Paul Acquaro - Free Jazz Collective

This, and the next recording, feature the long-standing musical relationship between Ullmann and NYC based trombonist Steve Swell. The rest of the quartet on We're Playing in Here ? is rounded out by New Yorkers too, namely bassist Hilliard Greene and drummer Barry Altschul. This dynamic quartet has at least one other recording, Desert Song (CIMP, 2004). We're Playing in Here ? came out last summer, although it was recorded back in 2007. While in a sense an archival recording, it sounds as if could have been made last week. The album begins with an drum solo from Altschul, an unorthodox and bold start. Soon Greene is laying down a solid groove oriented bass line and the 'front-line' joins with the tandem melody of Swell's 'Planet Hopping on a Thursday Afternoon.' The upbeat track then opens up with a looping, driving rhythm while Ullmann and Swell deliver at first  simultaneous melodies, and then split off individually. The solid, pulsating support gives Ullmann, and then Swell, a real chance to just let loose. 'La Mairposa,' another composition from Swell, follows an undulating path consisting of rapid scales that run headlong into long, expressive passages. Ullmann gives his bass clarinet a workout, effortlessly switching between extended tones and sudden squawks.
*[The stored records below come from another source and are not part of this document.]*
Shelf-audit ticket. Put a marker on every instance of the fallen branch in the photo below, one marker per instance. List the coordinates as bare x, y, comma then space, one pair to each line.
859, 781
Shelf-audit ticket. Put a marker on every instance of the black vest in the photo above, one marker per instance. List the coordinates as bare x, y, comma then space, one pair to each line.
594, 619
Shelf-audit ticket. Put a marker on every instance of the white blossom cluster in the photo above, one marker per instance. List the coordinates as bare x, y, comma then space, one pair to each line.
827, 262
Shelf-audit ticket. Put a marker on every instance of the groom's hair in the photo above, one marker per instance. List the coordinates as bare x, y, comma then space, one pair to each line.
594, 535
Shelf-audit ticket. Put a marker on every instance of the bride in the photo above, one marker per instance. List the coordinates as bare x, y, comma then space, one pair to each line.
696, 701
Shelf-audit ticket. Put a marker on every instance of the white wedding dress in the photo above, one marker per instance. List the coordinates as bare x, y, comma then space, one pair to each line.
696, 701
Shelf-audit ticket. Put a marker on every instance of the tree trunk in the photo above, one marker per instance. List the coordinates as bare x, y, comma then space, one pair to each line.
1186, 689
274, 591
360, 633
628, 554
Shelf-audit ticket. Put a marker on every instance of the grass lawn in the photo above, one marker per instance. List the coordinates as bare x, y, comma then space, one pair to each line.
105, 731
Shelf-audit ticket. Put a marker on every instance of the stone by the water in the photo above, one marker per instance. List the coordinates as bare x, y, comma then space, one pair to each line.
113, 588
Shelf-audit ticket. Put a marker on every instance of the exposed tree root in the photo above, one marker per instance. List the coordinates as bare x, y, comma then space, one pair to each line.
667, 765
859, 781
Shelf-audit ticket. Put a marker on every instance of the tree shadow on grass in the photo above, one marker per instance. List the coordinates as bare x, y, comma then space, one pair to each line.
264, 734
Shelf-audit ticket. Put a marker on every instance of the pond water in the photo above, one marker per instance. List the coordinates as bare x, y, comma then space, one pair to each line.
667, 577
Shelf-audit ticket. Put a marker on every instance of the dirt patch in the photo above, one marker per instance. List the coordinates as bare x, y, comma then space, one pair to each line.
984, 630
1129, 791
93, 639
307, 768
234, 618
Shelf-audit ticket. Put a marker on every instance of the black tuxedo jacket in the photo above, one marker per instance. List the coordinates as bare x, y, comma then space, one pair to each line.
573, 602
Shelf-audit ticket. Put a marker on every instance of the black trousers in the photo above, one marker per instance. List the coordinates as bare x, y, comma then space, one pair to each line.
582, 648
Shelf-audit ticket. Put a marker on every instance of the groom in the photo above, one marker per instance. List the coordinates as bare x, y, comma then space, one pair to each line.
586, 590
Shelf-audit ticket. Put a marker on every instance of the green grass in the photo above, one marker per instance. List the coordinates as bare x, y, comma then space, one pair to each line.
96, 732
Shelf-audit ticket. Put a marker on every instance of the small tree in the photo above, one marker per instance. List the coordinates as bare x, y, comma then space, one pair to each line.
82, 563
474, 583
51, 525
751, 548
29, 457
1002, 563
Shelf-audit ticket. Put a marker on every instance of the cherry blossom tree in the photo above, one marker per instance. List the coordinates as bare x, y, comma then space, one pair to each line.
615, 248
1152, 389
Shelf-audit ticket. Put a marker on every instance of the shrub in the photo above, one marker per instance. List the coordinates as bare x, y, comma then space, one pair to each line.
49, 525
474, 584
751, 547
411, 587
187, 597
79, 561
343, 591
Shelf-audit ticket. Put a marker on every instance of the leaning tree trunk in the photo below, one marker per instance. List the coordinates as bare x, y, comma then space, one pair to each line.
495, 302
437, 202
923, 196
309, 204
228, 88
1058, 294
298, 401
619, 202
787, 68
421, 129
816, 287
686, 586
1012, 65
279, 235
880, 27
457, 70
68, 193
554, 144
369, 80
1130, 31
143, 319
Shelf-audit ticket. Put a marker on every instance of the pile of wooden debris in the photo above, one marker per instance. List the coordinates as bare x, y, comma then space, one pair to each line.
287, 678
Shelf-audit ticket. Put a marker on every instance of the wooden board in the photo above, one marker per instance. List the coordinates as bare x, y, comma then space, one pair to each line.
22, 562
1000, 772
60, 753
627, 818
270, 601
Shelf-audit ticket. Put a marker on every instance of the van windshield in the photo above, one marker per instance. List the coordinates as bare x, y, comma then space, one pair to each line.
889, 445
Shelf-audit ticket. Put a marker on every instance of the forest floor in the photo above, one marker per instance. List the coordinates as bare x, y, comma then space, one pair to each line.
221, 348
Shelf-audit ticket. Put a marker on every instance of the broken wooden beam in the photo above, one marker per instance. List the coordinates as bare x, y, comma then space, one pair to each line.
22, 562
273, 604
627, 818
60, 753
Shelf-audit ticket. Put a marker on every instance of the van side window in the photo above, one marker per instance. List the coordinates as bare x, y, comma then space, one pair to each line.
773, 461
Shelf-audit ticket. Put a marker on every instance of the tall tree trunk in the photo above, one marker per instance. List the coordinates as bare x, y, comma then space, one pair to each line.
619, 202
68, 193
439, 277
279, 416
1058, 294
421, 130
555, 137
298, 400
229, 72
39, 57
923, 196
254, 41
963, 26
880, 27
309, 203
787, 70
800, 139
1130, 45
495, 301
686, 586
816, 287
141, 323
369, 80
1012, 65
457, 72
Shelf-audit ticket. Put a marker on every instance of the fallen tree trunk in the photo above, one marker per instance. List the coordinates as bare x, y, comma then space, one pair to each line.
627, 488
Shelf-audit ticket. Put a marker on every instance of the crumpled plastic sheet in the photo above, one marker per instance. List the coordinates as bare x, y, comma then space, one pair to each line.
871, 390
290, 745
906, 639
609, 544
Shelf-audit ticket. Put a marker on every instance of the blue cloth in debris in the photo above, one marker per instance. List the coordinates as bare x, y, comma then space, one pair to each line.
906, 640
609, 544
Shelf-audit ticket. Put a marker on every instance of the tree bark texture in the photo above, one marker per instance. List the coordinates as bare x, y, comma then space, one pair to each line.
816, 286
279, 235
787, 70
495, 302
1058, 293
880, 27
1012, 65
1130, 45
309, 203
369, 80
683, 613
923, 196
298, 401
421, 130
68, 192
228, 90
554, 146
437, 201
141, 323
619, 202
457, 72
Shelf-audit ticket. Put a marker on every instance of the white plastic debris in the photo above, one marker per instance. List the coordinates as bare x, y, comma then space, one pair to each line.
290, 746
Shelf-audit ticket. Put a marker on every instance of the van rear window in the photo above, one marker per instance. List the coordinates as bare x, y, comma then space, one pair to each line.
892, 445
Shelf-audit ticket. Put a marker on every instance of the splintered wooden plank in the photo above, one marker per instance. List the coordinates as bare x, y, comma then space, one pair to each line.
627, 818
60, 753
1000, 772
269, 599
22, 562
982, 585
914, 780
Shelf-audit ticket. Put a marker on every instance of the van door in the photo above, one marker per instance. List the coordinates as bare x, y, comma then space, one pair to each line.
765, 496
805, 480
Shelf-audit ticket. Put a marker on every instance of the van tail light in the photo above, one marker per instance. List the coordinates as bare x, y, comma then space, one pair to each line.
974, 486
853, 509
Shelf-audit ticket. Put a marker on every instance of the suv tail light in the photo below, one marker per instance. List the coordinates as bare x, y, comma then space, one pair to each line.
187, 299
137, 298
The title track - another composition from the trombonist - answers its own question. Whether or not it is an expression of negative or positive wonder - the inspiration for the title is not revealed - the group explores the here with purposeful vigor. The album closes with Ullmann's quirky contribution 'Kleine Figuren #1.' Swell and Ullmann once again offer a tangle of melodies while Altschul and Greene lay down a solid, non-repetitive foundation - a fine free-jazz closer to an excellent recording.